A leading media lawyer has been disbarred for fabricating a High Court order to mislead her client, a former MI6 officer who compiled a notorious report on Donald Trump’s alleged links to Russia.

Nicola Cain worked as a partner in City firm RPC’s media team and was representing Christopher Steele – author of the so-called ‘Steele dossier’ – when she created a fabricated order purported to have been made by Senior Master Fontaine, the Bar Tribunals & Adjudication Service (BTAS) heard.

She acted for Steele in a libel claim brought by Russian businessman Aleksej Gubarev over allegations that Gubarev and his company Webzilla were involved in hacking the Democratic National Committee before the 2016 US presidential election.

The claim was dismissed in 2020 after the High Court found the allegations to be defamatory, but that the claimants could not establish that Steele or the corporate intelligence company he co-founded, Orbis Business Intelligence, were responsible in law for the publication.

Cain, called to the bar in 2005, was found by BTAS to have dishonestly misled Steele by sending him the fabricated order, leaving out or changing information about what her client had been ordered to do by the court.

She was also found to have failed to notify, or seek instructions from, her client regarding applications made by the claimants and to have provided a false copy of an application to her client. Cain was further found to have served a witness statement stating that she was authorised to make it on behalf of her client when she was not.

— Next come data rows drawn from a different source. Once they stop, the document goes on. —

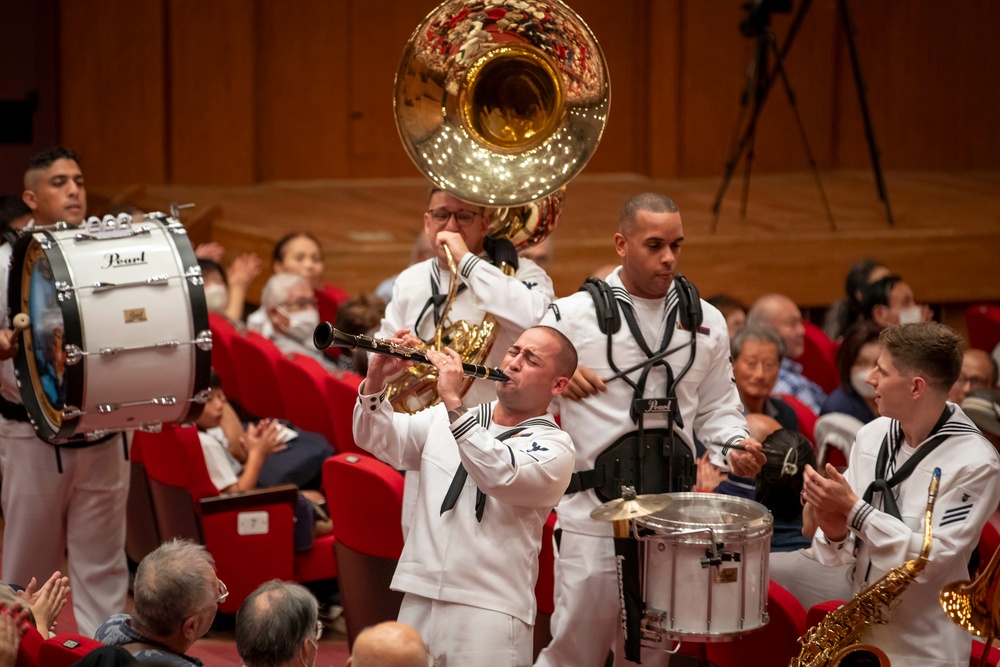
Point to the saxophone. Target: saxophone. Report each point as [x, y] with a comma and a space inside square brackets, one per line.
[836, 637]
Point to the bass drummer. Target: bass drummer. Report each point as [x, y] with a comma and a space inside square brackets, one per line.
[643, 308]
[53, 499]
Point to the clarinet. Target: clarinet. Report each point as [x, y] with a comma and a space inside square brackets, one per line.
[326, 335]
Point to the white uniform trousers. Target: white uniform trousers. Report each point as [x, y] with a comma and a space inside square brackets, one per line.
[459, 635]
[81, 510]
[586, 622]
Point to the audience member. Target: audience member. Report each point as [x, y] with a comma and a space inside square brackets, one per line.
[278, 626]
[757, 352]
[889, 301]
[781, 314]
[983, 408]
[389, 644]
[733, 310]
[292, 316]
[847, 311]
[979, 373]
[855, 360]
[177, 595]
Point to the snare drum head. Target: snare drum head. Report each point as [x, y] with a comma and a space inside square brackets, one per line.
[724, 515]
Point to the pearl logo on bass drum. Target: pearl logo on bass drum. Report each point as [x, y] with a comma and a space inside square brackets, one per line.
[115, 260]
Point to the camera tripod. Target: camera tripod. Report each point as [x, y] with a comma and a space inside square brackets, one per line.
[761, 78]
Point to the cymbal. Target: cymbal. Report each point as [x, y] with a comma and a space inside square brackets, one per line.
[622, 509]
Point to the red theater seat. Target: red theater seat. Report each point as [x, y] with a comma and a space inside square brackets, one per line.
[365, 498]
[250, 534]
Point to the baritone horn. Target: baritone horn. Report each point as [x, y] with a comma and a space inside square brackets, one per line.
[499, 103]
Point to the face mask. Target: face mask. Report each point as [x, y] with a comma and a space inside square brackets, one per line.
[864, 389]
[216, 297]
[301, 324]
[910, 315]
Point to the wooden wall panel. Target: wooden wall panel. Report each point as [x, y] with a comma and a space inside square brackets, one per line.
[112, 88]
[211, 98]
[301, 84]
[931, 74]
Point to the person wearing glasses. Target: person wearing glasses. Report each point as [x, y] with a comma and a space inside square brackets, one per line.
[177, 594]
[418, 295]
[292, 316]
[278, 626]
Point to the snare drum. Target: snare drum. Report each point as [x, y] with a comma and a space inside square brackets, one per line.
[119, 336]
[704, 568]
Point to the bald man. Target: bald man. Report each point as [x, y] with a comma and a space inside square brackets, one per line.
[781, 314]
[389, 644]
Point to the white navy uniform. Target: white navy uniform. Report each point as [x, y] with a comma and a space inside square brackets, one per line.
[483, 571]
[586, 621]
[47, 513]
[517, 302]
[918, 631]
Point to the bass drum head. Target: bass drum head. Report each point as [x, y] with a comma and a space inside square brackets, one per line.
[41, 360]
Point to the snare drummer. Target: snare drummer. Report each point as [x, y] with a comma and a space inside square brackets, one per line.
[48, 512]
[586, 623]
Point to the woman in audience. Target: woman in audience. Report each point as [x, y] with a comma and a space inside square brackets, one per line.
[842, 314]
[855, 360]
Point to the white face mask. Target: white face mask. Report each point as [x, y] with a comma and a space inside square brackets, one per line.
[301, 324]
[216, 297]
[864, 389]
[911, 315]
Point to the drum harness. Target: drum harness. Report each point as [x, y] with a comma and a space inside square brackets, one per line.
[627, 461]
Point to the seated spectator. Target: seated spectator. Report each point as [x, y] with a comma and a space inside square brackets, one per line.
[277, 626]
[177, 595]
[979, 373]
[226, 290]
[846, 312]
[263, 454]
[756, 354]
[292, 315]
[855, 360]
[389, 644]
[358, 316]
[781, 314]
[733, 310]
[890, 301]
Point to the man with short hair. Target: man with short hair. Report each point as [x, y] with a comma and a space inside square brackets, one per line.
[687, 392]
[388, 644]
[979, 373]
[489, 477]
[54, 497]
[177, 595]
[277, 626]
[783, 315]
[872, 517]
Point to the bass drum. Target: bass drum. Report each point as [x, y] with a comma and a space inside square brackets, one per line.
[119, 336]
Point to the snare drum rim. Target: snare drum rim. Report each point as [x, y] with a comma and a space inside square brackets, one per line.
[72, 335]
[750, 529]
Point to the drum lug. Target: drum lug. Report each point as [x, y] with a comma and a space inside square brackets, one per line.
[204, 340]
[73, 354]
[652, 625]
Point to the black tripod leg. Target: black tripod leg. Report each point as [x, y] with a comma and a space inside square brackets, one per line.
[859, 82]
[779, 68]
[751, 102]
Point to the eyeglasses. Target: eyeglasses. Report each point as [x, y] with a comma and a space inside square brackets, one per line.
[223, 593]
[464, 218]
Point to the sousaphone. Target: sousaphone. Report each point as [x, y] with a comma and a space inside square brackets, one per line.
[500, 104]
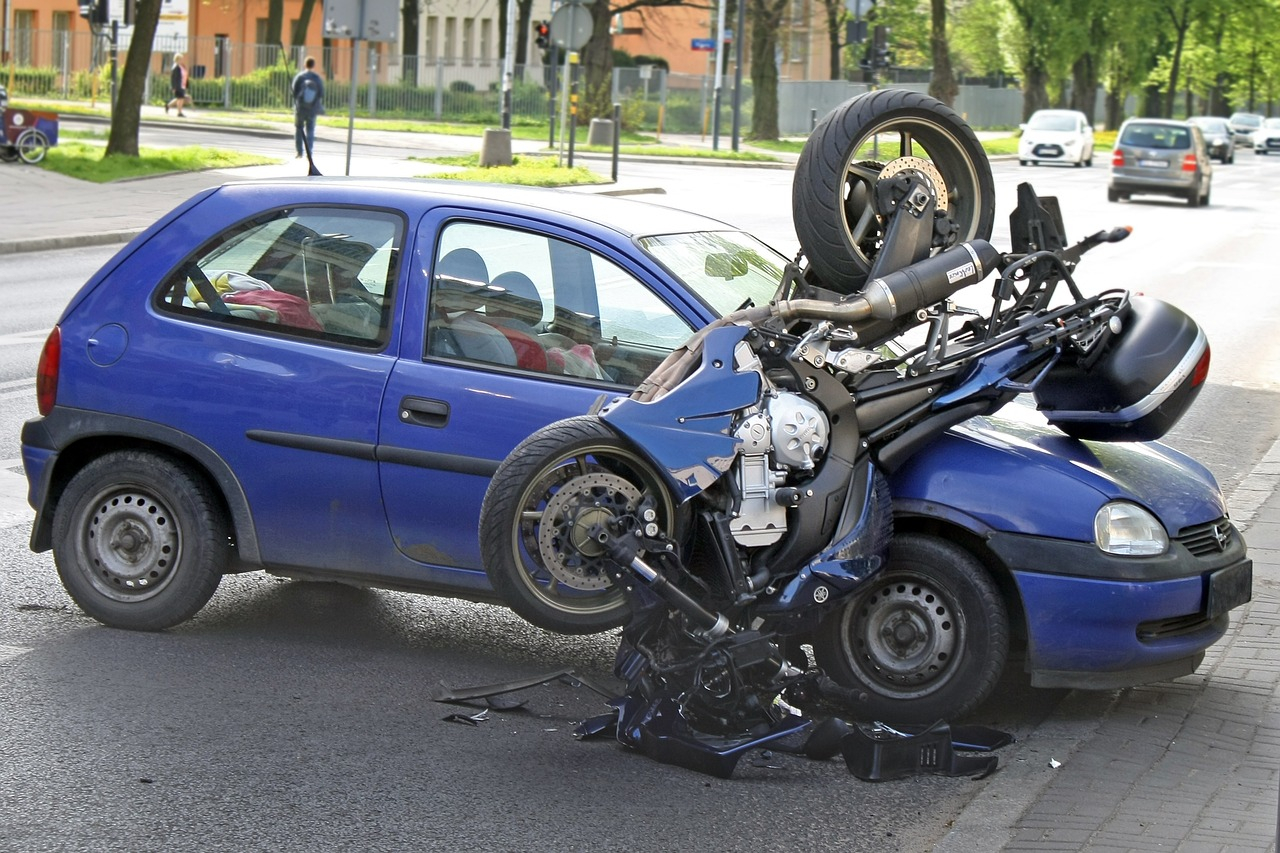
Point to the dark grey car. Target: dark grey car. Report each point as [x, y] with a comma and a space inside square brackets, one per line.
[1160, 156]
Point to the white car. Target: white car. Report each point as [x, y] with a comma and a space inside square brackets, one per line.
[1266, 138]
[1056, 136]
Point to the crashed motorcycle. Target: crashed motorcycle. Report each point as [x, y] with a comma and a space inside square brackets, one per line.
[737, 498]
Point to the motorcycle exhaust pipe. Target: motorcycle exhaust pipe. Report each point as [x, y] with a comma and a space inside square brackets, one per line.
[904, 291]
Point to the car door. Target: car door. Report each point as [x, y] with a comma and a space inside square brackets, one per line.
[520, 325]
[282, 327]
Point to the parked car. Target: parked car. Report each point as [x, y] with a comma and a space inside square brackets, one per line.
[1160, 156]
[316, 379]
[1267, 137]
[1056, 136]
[1217, 137]
[1243, 124]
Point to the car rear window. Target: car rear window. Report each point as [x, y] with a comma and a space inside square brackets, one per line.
[312, 272]
[1156, 136]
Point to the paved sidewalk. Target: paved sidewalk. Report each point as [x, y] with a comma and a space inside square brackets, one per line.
[1191, 765]
[1188, 765]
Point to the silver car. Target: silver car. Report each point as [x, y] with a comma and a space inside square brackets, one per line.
[1243, 124]
[1160, 156]
[1217, 137]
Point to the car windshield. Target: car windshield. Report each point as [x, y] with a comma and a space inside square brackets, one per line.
[1211, 126]
[1051, 122]
[726, 269]
[1156, 136]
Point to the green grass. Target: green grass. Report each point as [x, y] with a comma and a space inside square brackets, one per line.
[525, 170]
[87, 162]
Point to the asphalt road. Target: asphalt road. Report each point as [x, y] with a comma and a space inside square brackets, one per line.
[293, 715]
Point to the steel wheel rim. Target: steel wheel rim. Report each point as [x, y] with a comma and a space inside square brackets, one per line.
[132, 544]
[905, 635]
[915, 137]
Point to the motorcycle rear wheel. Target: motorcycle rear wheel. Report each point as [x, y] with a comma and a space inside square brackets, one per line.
[536, 514]
[927, 639]
[833, 187]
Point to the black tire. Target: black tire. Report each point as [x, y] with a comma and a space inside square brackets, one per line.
[927, 639]
[572, 592]
[831, 201]
[32, 146]
[141, 541]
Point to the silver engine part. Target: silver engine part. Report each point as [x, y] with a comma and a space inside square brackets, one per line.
[790, 433]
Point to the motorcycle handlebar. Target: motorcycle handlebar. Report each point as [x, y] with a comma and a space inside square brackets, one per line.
[904, 291]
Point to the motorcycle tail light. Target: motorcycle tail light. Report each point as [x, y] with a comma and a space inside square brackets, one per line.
[1201, 373]
[46, 372]
[1129, 530]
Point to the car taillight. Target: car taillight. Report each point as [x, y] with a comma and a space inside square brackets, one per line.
[1201, 372]
[46, 372]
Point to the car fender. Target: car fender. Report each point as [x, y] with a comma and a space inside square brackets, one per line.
[65, 432]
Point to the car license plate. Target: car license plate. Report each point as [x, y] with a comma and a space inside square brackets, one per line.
[1229, 588]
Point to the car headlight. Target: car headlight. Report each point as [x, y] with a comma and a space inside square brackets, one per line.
[1128, 529]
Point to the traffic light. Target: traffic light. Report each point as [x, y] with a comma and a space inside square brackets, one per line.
[96, 12]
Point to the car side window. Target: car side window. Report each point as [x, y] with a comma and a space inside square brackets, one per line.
[315, 272]
[528, 301]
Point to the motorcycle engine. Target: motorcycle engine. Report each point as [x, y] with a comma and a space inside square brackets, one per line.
[787, 436]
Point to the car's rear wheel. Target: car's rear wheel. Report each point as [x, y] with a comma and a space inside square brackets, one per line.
[539, 511]
[926, 639]
[140, 539]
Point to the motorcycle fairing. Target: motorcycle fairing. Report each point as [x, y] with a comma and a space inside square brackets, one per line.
[686, 430]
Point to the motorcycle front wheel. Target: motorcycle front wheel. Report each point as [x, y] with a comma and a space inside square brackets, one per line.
[539, 510]
[927, 639]
[892, 131]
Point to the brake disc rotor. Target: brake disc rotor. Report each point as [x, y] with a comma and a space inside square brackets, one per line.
[565, 542]
[926, 170]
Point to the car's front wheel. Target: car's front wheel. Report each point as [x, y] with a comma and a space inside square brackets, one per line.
[140, 539]
[926, 639]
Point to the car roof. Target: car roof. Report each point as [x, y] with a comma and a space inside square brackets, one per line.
[1153, 121]
[571, 209]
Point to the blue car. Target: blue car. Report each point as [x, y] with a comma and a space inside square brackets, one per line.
[318, 378]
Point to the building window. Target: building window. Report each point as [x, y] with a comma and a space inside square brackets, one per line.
[432, 48]
[451, 39]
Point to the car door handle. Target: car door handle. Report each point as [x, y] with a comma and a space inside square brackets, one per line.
[421, 411]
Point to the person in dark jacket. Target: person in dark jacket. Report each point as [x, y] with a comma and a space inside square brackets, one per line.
[307, 104]
[178, 85]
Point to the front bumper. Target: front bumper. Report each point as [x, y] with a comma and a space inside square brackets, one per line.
[1118, 621]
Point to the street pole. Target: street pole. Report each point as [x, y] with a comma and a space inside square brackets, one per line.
[720, 73]
[508, 65]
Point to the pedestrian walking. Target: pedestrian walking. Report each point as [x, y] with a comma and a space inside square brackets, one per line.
[307, 104]
[178, 83]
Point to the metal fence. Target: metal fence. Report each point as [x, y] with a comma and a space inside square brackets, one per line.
[234, 76]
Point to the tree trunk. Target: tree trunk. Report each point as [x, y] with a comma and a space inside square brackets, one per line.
[766, 22]
[597, 58]
[942, 85]
[1084, 86]
[304, 23]
[127, 113]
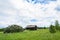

Cain was disbarred and the tribunal ordered that the Bar Standards Board should not issue her with a practising certificate pending the hearing of any appeal. She was also ordered to pay £5,900 in costs.

Sara Jagger, the BSB’s director of legal and enforcement, said: ‘The charges which the tribunal has found proved involved dishonestly and deliberately misleading a client. The tribunal’s decision to disbar Ms Cain reflects the seriousness of her conduct and that such acts are not compatible with membership of the bar.’